When absent: Management operates on a model of operations that is increasingly disconnected from reality. Adaptive behaviors (parallel procedures, workarounds) go undetected. The surprise is always maximum when events occur.
04
Commitment to Resilience
HROs invest in the capacity to detect, contain, and recover from errors that inevitably occur. They don't just try to prevent errors — they build the capability to catch and correct them before they cascade.
When absent: Defense-in-depth becomes defense-in-appearance. Redundant safety systems exist on paper but are not maintained, tested, or trusted. When one defense fails, the next has quietly eroded too.
05
Deference to Expertise
In high-stakes moments, HROs shift decision-making authority to whoever has the most relevant knowledge — regardless of rank. The person closest to the problem and most expert in it has the authority to act. Hierarchy yields to competence when safety is at stake.

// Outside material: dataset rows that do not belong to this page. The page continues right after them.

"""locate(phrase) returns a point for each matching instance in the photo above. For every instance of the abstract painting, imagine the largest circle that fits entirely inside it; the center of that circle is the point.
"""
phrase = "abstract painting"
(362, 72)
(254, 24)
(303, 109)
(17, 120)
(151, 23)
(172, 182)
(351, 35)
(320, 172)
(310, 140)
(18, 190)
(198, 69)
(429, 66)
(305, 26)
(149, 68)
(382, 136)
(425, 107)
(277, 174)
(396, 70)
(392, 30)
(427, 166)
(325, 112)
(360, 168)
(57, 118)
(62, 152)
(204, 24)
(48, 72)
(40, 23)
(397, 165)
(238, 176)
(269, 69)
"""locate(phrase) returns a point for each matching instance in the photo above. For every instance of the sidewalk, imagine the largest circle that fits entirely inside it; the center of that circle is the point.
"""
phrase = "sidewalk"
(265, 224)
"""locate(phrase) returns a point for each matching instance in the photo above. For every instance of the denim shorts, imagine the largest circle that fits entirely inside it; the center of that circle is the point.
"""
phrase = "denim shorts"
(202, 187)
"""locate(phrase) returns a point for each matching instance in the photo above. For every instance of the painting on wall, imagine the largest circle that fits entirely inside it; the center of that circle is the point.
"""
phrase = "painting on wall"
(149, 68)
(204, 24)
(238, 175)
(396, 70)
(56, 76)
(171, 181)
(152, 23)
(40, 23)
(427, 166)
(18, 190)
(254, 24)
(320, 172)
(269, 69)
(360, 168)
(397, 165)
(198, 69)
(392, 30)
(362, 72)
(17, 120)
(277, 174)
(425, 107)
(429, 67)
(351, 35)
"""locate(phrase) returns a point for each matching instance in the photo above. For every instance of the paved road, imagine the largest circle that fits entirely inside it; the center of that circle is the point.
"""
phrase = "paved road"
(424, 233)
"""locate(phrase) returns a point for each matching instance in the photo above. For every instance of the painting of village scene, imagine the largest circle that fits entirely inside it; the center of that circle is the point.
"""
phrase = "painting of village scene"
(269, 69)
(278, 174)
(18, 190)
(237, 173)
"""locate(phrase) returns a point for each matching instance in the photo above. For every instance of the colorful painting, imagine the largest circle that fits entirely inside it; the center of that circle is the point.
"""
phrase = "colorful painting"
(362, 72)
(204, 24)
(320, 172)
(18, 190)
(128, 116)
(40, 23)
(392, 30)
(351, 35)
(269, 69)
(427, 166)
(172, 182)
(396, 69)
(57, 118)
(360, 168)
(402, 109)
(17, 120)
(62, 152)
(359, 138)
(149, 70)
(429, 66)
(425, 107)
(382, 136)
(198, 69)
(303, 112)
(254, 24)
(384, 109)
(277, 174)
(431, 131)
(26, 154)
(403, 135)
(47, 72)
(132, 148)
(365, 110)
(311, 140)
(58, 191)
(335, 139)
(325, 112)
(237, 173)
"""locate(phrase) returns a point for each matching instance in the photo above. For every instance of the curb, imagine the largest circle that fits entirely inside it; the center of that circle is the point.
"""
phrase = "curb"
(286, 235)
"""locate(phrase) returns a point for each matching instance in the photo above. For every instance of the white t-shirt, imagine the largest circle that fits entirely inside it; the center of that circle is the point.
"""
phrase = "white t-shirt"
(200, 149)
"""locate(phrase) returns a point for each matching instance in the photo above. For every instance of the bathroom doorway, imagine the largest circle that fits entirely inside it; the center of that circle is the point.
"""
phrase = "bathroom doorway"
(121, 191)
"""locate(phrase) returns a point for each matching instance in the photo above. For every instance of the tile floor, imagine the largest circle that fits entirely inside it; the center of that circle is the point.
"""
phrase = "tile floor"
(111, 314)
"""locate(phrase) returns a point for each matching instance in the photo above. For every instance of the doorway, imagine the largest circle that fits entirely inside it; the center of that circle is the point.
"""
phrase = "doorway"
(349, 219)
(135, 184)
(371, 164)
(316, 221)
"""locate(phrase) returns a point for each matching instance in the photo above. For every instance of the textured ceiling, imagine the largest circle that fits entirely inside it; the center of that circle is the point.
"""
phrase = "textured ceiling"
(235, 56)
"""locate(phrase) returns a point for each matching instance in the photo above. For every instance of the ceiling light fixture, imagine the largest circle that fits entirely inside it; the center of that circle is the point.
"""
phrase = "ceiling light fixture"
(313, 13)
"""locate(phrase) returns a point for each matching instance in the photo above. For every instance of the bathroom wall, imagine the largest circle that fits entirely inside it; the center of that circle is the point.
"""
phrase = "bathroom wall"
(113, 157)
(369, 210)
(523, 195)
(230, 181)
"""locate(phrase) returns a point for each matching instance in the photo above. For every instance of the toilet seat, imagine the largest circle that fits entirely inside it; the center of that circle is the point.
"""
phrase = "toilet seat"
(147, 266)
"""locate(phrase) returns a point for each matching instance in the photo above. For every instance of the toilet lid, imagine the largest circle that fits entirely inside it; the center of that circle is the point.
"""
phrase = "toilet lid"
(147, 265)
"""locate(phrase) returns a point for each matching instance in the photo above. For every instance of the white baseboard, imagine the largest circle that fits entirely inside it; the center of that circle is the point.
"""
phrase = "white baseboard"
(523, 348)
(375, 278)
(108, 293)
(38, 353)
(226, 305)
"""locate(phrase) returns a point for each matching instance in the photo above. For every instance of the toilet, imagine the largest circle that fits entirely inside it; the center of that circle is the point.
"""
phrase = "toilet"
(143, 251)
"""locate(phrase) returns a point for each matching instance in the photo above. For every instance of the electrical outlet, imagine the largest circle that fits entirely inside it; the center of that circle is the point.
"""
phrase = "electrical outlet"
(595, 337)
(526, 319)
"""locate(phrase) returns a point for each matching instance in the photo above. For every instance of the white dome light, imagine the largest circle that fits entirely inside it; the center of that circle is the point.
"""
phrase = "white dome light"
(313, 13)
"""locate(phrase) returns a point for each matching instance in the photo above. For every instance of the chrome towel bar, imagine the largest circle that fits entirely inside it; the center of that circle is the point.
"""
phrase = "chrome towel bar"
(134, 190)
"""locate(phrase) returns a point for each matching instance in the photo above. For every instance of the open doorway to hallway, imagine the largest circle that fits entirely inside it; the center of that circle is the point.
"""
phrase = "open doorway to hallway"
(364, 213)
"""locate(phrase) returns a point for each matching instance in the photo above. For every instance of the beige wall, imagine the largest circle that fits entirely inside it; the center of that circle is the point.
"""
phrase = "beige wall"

When absent: The most junior person who sees the problem has no real authority to stop work. They raise a concern, it goes up the hierarchy, loses fidelity and urgency at each level, and returns as "continue with caution." The frontline learns that their expertise is not valued. They stop offering it.
The HRO-Safety Culture Integration
Where HRO and IAEA Framework Align
  • Both treat frontline workers as primary safety intelligence assets, not simply rule-followers
  • Both identify management commitment as necessary but not sufficient — culture must be embedded in basic assumptions, not just espoused values
  • Both recognize that absence of events does not equal presence of safety
  • Both identify learning from near-misses as a leading indicator of organizational health
  • Both require psychological safety as a precondition for the entire system to function
The Core Diagnostic Question at Every Level
  • CEO: Does the worst safety news in the organization reliably reach me — fast?
  • Director: Are my managers more afraid of telling me bad news than of hiding it?
  • Manager: Does my team report near-misses to me before I would ever discover them another way?
  • Frontline: Do I believe that raising a concern makes the situation better — for me personally?